Problem - Difficult and confusing for learners
Solution - Create a gentler learning curve for beginners. With multiple testers making comments concerning the difficulty I knew I would have to change the way I used written language through out the experience and making sure that the learner had multiple options for points of reference and support through out the experience. Another possible solution was to create an introduction to the experience that serves two purposes: to teach the learner code but also to serve as a way of introducing the learner to how the experience works.
Suggestion - more colours, less text heavy
Solution - Use colours associated with a text editor to create familiarity. With the full intent of eventually moving the learner on from the experience to be working in text editors, creating this familiarity early would be important for making users feel confident they make the move. To give myself colours to work with, I used the text editor Sublime Text as an inspiration.

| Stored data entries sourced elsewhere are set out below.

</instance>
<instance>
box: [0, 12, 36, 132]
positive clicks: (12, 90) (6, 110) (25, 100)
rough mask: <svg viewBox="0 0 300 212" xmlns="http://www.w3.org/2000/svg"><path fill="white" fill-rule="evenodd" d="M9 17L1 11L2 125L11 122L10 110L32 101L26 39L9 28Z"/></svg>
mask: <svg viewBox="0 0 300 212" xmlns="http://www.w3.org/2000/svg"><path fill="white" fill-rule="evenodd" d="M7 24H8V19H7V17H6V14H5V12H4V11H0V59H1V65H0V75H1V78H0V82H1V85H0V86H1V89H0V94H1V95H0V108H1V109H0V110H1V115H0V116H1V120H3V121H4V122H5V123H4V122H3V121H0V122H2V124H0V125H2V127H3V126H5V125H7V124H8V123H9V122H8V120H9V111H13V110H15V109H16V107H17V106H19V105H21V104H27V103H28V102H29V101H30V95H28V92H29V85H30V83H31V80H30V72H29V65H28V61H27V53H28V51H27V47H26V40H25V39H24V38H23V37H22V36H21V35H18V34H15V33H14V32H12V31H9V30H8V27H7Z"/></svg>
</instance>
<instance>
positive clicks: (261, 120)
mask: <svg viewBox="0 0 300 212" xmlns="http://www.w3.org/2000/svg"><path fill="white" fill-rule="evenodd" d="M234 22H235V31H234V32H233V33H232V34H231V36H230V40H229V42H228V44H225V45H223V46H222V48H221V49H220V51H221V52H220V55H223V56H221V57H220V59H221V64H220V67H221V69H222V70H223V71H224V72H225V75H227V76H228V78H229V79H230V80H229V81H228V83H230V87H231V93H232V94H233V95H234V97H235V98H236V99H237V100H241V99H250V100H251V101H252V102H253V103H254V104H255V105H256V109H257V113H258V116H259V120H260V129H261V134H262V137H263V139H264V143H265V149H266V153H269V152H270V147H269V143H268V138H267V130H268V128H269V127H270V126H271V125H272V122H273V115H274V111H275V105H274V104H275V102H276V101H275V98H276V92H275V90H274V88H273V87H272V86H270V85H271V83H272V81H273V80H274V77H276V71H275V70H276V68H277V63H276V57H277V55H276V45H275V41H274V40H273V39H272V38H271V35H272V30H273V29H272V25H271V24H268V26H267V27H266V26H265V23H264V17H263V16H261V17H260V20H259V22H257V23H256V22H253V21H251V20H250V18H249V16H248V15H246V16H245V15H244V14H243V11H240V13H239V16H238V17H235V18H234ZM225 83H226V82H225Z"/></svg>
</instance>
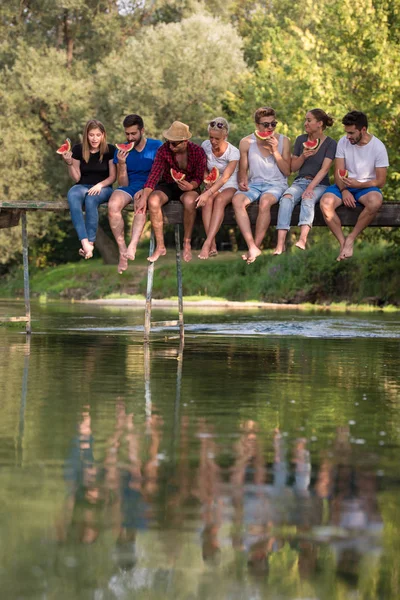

Suggestion - Add definitions to hints
Solution - Add an "In case you've forgotten..." button/tab/feature to the hints. This would allow users to gain more information if they are unsatisfied with the level of help they are receiving from hints or need more of a nudge in the right direction. Alternatively a reference button could be added to the list of available help options that learners would direct access to the reference list instead of them requesting a hint each time they need to access to the list.
Suggestion - Add code to an off screen editor as you complete the experience.
Solution - As users select code options, move it to an off screen editor to see how the code all fits together at the end. While users are not directly working with code through out the experience, it's important to build their confidence when they will eventually deal with code on text editors.
Suggestion - Give the user justification for why the action they choose is the best course of action.
Solution - After the user has selected their answer, a notification window could appear to explain to the user at the end of each task why the action is chosen is the best choice. The help features could also be expanded with an emphasis on making the help features more social. Through this method, users could create learning opportunities for themselves by sharing knowledge over the platform and also tie in the social aspect of learning from research.
Suggestion - More emphasis on showing the code on flip. More prominent tooltip?
Solution - When desired course of action is chosen, the bubble should auto flip to show you the code. This should be partnered up with the justification of the best course to reinforce learning. The more confidence built during the experiencer, the easier the transition will be for users to move on to working with actual code.
Suggestion - The means to toggle on or off help as dictated by the user
Solution - Creating a Guided version vs Unguided version or incorporating a help button somewhere on the screen for the user to access when or if they need to access the help options. Depending on the user's confidence level, the user could make use of a guided version which would work to build the user's confidence by encouraging the learner at every opportunity and making sure to explain everything that the learner is coming across during the experience. When users are feeling more confident they can choose the unguided mode which would allow them to opt out of hints. Either way, the key is to build the learner's confidence.
Suggestion - Make sure to consider the order of learning - when should learners be introduced to this topic.
Solution - Following examples set by established websites such as w3schools or Codecademy. This again is another reason why linear learning journeys are more suited as learning experiences as learners shouldn't really be learning anything that should make them feel out of their depths.